While currently limited to static parts, Correa said the use of CMC for rotating parts is on the roadmap but not until the technology is fully validated. “CFM has fantastic reliability,” said Correa during a pre-show tour of the facility. “We’re not going to put anything into an engine that doesn’t preserve that level of reliability.”
Another family of technologies known as additive manufacturing will also be used to create parts for the new engine. While the manufacturer declined to identify exactly which parts will be constructed using the processes, which build them a layer at a time, the resulting parts are lighter than their traditionally cast counterparts, with strength added only where operating stresses require it. Eventually the method of production will earn additional production savings by reducing the “buy-to-fly” or raw materials wasted to produce parts.
Also factoring heavily in the engine design is research, which will enable it to withstand flow-path temperatures with less cooling while simultaneously maintaining durability. Using computational fluid design and real-world testing, GE’s engineers investigated the optimum patterns for developing protective “cooling films” on critical hot-section components.

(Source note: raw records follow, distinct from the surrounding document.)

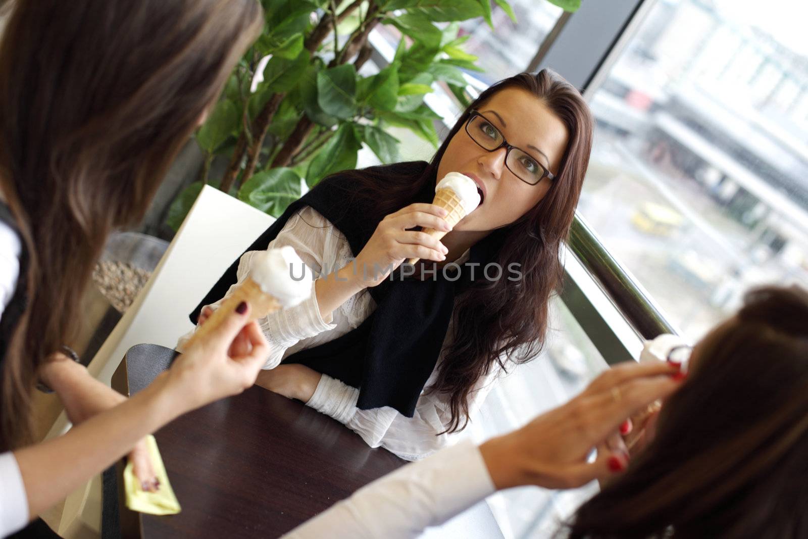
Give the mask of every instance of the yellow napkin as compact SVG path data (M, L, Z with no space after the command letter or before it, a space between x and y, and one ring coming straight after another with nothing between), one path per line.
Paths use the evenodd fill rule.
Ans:
M126 507L133 511L149 515L176 515L179 512L179 502L174 495L171 485L168 482L168 474L162 465L160 451L157 448L154 436L146 436L149 446L149 458L157 478L160 480L160 488L157 492L145 492L141 488L141 482L135 477L132 462L124 469L124 488L126 491Z

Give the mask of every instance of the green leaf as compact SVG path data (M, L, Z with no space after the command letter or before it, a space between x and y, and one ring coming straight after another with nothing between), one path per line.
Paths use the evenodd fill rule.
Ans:
M402 34L429 48L440 48L444 32L432 21L419 13L405 13L398 17L385 19L384 24L393 24ZM457 35L457 32L455 32Z
M272 116L272 121L269 124L269 128L267 128L267 131L282 141L288 138L302 116L301 112L297 110L297 107L295 107L296 98L297 96L292 95L288 95L284 98L284 100L278 106L278 110L275 112L275 116Z
M466 61L478 61L478 57L473 54L469 54L460 47L456 47L454 45L446 45L444 47L444 52L446 53L452 60L465 60Z
M294 60L302 50L303 34L296 34L278 46L272 54L287 60Z
M352 118L356 111L356 68L352 64L317 74L317 102L320 108L343 120Z
M300 196L301 177L284 167L262 171L238 190L238 200L275 217L280 217Z
M416 41L402 55L402 66L398 69L399 82L409 82L414 77L428 69L439 52L440 49L437 48L426 47Z
M449 65L457 65L461 69L469 69L469 71L484 71L484 69L475 64L473 61L469 61L468 60L456 60L454 58L442 58L438 61L439 64L448 64Z
M314 187L330 174L356 167L356 153L361 147L353 124L343 124L311 160L306 171L306 183Z
M166 218L166 224L176 232L179 229L180 225L185 221L185 216L191 211L191 207L196 201L204 183L202 182L194 182L191 185L183 189L182 192L174 199L174 202L168 208L168 217Z
M384 129L375 125L362 126L362 140L384 163L398 161L398 145L395 137L389 135Z
M431 120L408 118L396 112L380 112L379 117L391 125L410 129L423 140L431 143L436 148L440 144L438 133L435 130L435 124Z
M282 57L272 57L267 62L263 70L263 82L259 86L261 90L268 89L273 92L288 92L300 82L309 67L309 51L301 51L294 60Z
M429 66L428 73L436 81L444 81L448 84L453 84L459 86L465 86L468 84L465 82L465 78L463 77L463 72L454 65L432 64Z
M457 98L457 101L460 103L463 108L468 108L469 105L471 104L471 99L465 94L466 84L463 86L456 86L454 84L449 84L449 91Z
M581 0L548 0L551 4L555 4L565 11L574 13L581 7Z
M398 64L393 63L372 77L360 78L356 99L374 108L392 111L398 102Z
M213 112L196 133L202 149L213 154L222 142L238 129L238 107L229 99L216 103Z
M408 13L426 15L436 23L451 23L482 17L479 0L390 0L380 6L381 11L406 9Z
M513 12L513 8L511 7L511 4L507 2L507 0L494 0L494 2L507 14L507 16L511 18L514 24L516 23L516 14Z
M406 84L401 85L398 88L399 95L423 95L424 94L431 94L431 92L432 86L428 84L407 82Z
M280 0L271 3L271 6L264 7L267 23L255 42L255 48L261 56L276 54L290 38L308 33L311 13L318 9L316 3L305 0ZM290 53L288 57L297 56Z
M432 76L428 73L419 74L411 82L402 84L398 89L398 102L393 109L397 112L410 112L423 103L423 95L431 92ZM423 91L428 90L428 91Z
M321 67L318 61L309 65L301 79L300 91L301 101L303 103L303 110L306 116L320 125L333 127L337 124L338 120L333 116L327 114L320 108L320 104L317 99L317 74Z
M491 0L478 0L480 2L480 7L482 8L482 17L488 23L488 26L490 27L491 30L494 29L494 21L491 20Z

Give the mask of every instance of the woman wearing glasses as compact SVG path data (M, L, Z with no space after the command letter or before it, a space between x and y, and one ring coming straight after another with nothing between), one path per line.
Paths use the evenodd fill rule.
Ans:
M191 319L204 322L216 307L208 304L244 278L252 251L293 246L314 293L262 321L272 353L257 383L372 447L409 460L434 453L465 427L500 373L541 348L591 133L580 94L553 72L507 78L470 104L431 162L321 182ZM474 180L482 203L439 241L418 227L448 230L444 210L430 203L452 171ZM402 265L410 258L422 262Z

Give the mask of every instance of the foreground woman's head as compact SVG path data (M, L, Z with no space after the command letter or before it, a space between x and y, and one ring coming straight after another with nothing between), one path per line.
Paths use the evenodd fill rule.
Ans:
M109 232L137 223L263 17L255 0L17 0L0 42L0 187L28 255L0 446L69 338ZM5 317L4 317L5 318Z
M804 290L749 293L695 347L653 443L580 508L572 537L808 537L806 322Z

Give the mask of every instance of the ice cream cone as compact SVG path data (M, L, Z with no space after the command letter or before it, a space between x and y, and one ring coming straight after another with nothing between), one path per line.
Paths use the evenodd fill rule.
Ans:
M234 290L232 294L222 301L221 305L213 311L213 314L205 320L204 323L196 328L196 331L183 345L183 347L187 349L199 339L215 331L242 301L246 301L250 305L250 316L246 322L263 318L270 313L279 310L282 306L274 296L261 290L261 287L247 276L244 282Z
M432 200L432 204L436 206L440 206L448 212L448 215L446 216L444 221L448 223L451 228L454 228L455 225L459 223L466 215L465 208L463 206L463 201L461 200L460 197L457 196L457 194L452 189L439 189L438 192L435 193L435 200ZM435 229L423 229L423 231L436 239L440 239L448 234L448 232L436 230ZM409 262L411 264L415 264L419 259L410 259Z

Despite its name, the new engine was not a leap of faith in terms of architecture, borrowing tried and proven designs from current engines such as the GE90 and the GEnx. According to the company, the powerplants share so much in terms of design that any future upgrades to one of them will easily translate to the others.
The engine’s combustor is the lean burning twin-annular premixing swirler (TAPS) II design found in the larger GEnx, which results in lower emissions as well as reduced maintenance costs to the combustor and high-pressure turbine as a result of more uniform temperatures. The efficient debris rejection system modeled after the GE90’s inward opening variable-bleed valve doors promise the new engine better fuel burn retention than engines with non-inward opening doors by reducing the amount of debris that reaches critical engine components.
By including a smaller version of the 10-stage compressor found in the GE90 and GEnx, the manufacturer managed to double the pressure ratio from the earlier -56. As a result of all the improvements in cooling, materials and efficiency, the engine will run hotter than the CFM56 to achieve improved fuel burn, but CFM says, initially, it will not run as hot as its larger engines in order to preserve its time-on-wing in a high-cycle environment.
“Once we get out into service and we see how the engine is operating, if it’s operating as we expect it to, we can get a pretty quick performance improvement just by running the operating line up and running the temperatures up to levels that we run today on the widebody engines,” said Ron Klapproth, product strategy manager for GE Aviation.
According to CFM, it successfully tested the eCore demo 2 on at the end of May, one month ahead of schedule, and will have eCore 3 scheduled to run early in 2013. The first full engine test is slated for the third quarter of next year, followed by the commencement of flight testing on the company’s testbed in 2014.